Una oscuridad que no es solo metafórica. La enfermedad de sus hijos la obliga a impedir el paso del mínimo halo de luz. Mantiene un control obsesivo de cada cortina, cada rendija.
Sola, debe asumir todas las responsabilidades del hogar y, además, estar preparada por si el bando enemigo cruza el mar y llega a la isla.
¿Qué decisiones habrá enfrentado con la partida de su esposo? ¿Qué sucede en alguien que debe aprender a vivir en la penumbra? ¿Qué somos cuando debemos cuidar de alguien?
Todos tenemos épocas en las tinieblas. Días en que el cuerpo se mueve casi involuntariamente, porque la renta y los servicios no aceptan retrasos por tristeza. Los deberes caseros no se desvanecen con el dolor.

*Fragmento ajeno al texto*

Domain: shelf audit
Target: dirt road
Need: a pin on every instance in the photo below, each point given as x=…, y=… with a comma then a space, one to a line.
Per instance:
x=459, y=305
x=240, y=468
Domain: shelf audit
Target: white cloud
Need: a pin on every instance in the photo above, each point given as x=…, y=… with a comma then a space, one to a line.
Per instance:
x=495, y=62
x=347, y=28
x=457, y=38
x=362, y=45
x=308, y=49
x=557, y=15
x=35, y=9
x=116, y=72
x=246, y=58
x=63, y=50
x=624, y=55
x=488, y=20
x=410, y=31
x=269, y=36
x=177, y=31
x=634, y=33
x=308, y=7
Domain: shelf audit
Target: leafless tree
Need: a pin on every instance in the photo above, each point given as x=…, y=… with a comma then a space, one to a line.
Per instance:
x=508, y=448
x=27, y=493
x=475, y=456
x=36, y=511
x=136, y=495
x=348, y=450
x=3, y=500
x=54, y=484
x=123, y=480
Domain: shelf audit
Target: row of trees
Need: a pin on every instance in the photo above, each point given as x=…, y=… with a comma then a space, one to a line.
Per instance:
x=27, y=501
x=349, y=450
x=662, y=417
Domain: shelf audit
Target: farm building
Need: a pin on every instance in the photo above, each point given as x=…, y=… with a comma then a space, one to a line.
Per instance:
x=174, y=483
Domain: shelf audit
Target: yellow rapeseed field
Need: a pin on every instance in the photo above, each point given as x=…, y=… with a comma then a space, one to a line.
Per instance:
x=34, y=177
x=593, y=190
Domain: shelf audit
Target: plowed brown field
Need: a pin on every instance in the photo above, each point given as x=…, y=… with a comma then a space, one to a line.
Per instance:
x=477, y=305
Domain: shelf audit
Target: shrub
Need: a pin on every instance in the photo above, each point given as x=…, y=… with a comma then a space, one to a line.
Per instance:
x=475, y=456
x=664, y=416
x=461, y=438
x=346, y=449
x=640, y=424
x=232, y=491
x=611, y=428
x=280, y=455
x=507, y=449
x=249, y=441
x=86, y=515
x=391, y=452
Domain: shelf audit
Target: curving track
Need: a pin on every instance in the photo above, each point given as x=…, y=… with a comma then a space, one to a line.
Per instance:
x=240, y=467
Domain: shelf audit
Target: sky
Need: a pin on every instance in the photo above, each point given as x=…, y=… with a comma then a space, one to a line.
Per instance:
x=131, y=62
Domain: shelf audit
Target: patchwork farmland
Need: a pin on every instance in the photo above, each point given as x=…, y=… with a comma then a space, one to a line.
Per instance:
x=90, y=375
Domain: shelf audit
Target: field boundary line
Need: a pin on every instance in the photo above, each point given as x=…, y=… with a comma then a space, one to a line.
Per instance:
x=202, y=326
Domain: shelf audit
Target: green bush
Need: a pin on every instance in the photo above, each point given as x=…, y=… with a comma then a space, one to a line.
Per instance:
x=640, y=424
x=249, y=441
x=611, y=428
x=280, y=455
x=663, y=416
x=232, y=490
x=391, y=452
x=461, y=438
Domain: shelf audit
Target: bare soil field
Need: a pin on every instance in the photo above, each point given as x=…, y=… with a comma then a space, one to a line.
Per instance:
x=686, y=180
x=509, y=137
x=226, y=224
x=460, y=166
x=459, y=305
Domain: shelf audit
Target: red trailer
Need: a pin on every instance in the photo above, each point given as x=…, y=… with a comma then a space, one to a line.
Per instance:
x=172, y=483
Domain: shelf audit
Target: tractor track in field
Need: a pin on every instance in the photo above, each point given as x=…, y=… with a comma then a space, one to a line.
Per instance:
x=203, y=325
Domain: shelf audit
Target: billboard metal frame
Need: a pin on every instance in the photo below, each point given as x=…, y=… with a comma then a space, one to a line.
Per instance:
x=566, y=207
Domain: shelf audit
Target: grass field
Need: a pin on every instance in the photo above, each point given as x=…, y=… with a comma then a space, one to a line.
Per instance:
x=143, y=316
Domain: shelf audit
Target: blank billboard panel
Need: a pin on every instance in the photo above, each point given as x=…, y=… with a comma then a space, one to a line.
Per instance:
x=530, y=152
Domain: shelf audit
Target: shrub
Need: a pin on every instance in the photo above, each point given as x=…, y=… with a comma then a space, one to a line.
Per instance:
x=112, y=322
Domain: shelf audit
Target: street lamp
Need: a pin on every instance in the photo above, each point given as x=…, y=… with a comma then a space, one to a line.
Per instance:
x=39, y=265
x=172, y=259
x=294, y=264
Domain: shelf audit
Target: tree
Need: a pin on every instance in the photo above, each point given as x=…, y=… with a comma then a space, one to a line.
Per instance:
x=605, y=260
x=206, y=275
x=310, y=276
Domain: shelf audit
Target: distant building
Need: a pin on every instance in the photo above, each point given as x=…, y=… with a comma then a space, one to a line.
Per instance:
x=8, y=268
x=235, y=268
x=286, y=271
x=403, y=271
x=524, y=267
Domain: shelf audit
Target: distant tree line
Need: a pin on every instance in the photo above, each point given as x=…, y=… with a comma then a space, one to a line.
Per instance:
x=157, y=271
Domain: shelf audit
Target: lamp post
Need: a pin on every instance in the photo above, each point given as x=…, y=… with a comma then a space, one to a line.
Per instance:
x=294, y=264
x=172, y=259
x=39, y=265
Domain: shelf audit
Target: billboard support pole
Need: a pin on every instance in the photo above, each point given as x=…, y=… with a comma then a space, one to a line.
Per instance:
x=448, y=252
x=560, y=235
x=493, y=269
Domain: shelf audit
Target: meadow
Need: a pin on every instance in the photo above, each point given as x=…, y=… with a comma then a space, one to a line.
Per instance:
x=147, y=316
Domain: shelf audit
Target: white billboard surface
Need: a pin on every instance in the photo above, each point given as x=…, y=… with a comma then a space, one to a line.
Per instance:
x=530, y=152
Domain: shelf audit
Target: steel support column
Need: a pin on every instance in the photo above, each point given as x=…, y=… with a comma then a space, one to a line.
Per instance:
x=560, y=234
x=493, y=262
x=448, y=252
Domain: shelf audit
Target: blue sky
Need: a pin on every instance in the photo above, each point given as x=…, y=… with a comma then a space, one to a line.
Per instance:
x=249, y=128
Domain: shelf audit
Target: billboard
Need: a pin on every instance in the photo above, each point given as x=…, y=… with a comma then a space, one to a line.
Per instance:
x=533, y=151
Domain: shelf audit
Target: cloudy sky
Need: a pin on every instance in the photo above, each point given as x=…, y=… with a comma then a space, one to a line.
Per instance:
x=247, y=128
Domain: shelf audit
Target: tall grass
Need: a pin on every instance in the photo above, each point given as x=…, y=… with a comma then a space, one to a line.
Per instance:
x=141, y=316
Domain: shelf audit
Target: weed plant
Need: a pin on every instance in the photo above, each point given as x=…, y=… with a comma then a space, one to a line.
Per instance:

Devenimos autómatas que anhelan una tregua al dolor o la revelación pronta de una verdad.
Grace también espera. Pero algo en la penumbra conspira: cortinas que se abren solas, muebles desplazados, una pareja misteriosa que calma su soledad pero incrementa su sospecha. La tensión crece, las dudas son sombras que se mueven y el miedo es un vaho en su nuca.
En Los Otros, película de Alejandro Amenábar protagonizada por Nicole Kidman, ella es madre, guardiana y única protectora del hogar y sus hijos.
Y es la siniestra penumbra donde encontrará la revelación de una verdad que le cambiará el destino. Yo, como ella, aprendí que es ahí donde emergen las verdades más dolorosas. Y ninguna llega sin herir.
¿Qué hacemos cuando la verdad nos refleja algo que fuimos incapaces de ver?
Decidimos devenir otro.
Me resulta fácil encuadrar momentos de mi vida, incluso los lugares en los que he vivido. Y solo soy o existo cuando estoy presente.
Porque cuando regreso a algunos de esos lugares, es como entrar en una foto. Mirar lo que ha cambiado para ellos que siguen ahí, en el mismo sitio.
La cuestión es hallar un momento en la vida para lograr una perspectiva desde el tiempo y el espacio.
Aquí (Here) es una novela gráfica que me vuela la cabeza cada vez que la abro. Una sala de los años cincuenta es lo único en el cuadro. "¿A qué vine?" pregunta que una mujer realiza al entrar.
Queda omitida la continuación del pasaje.